Koniec z zasadą bramek na wyjeździe?
2014-09-05 16:49:55; Aktualizacja: 10 lat temuUEFA rozważa zniesienie zasady o podwójnym liczeniu bramek na wyjeździe oraz zmianie sposobu rozstawiania klubów w Lidze Mistrzów.
Te sprawy były tematem dyskusji podczas dwudniowego spotkania czołowych trenerów Europy, które odbyło się w Nyonie.
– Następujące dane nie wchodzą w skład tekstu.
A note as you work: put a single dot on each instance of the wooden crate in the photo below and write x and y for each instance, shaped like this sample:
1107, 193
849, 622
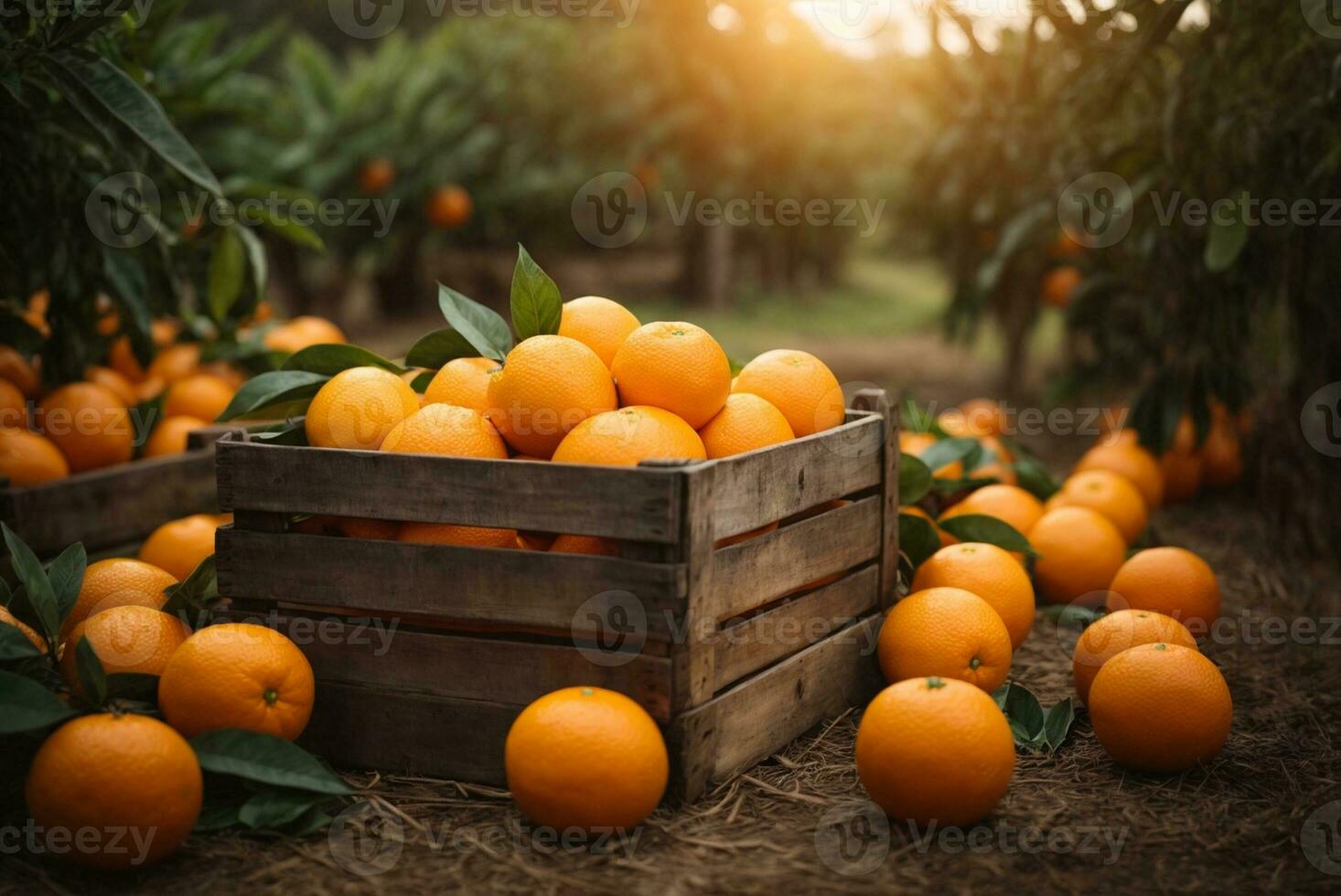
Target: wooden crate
734, 649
Zasada goli na wyjeździe została wprowadzona ponad 50 lat temu, ale obecnie uznaje się, że przynosi ona przeciwny skutek do zamierzonego wówczas, jest niepotrzebna i niesprawiedliwa.
- Było trochę dyskusji na temat tego, czy ta zasada ma znaczenie w dzisiejszym futbolu. Niektórzy twierdzą, że nie jest tak ważna jak kiedyś i używają argumentu, że kluby bardziej skupiają się na meczach na wyjazdach, niż u siebie, i tam więcej atakują – powiedział przewodniczący spotkaniu Sir Alex Ferguson.Popularne
- Jeśli spojrzymy 30 lat wstecz, to widzimy, że wtedy kontratak wyprowadzał jeden, góra dwóch graczy, a obecnie uczestniczy w nim pięciu-sześciu zawodników, którzy wymieniają między sobą bardzo szybkie podania – stwierdził były menadżer Manchesteru United.
Zasada podwójnego liczenia goli na wyjazdach została wprowadzona w sezonie 1965/1966 w Pucharze Zdobywców Pucharów i pierwszy raz zastosowano ją w konfrontacji Budapest Honvéd oraz Dukli Praga (4-4 w dwumeczu i awans Węgrów). Była postrzegana jako lepsze rozwiązanie niż dodatkowy rozstrzygający trzeci mecz lub niesprawiedliwy rzut monetą, dzięki któremu rok wcześniej Liverpool FC został awansowany do półfinału Pucharu Europy po dwóch bezbramkowych remisach z 1. FC Köln.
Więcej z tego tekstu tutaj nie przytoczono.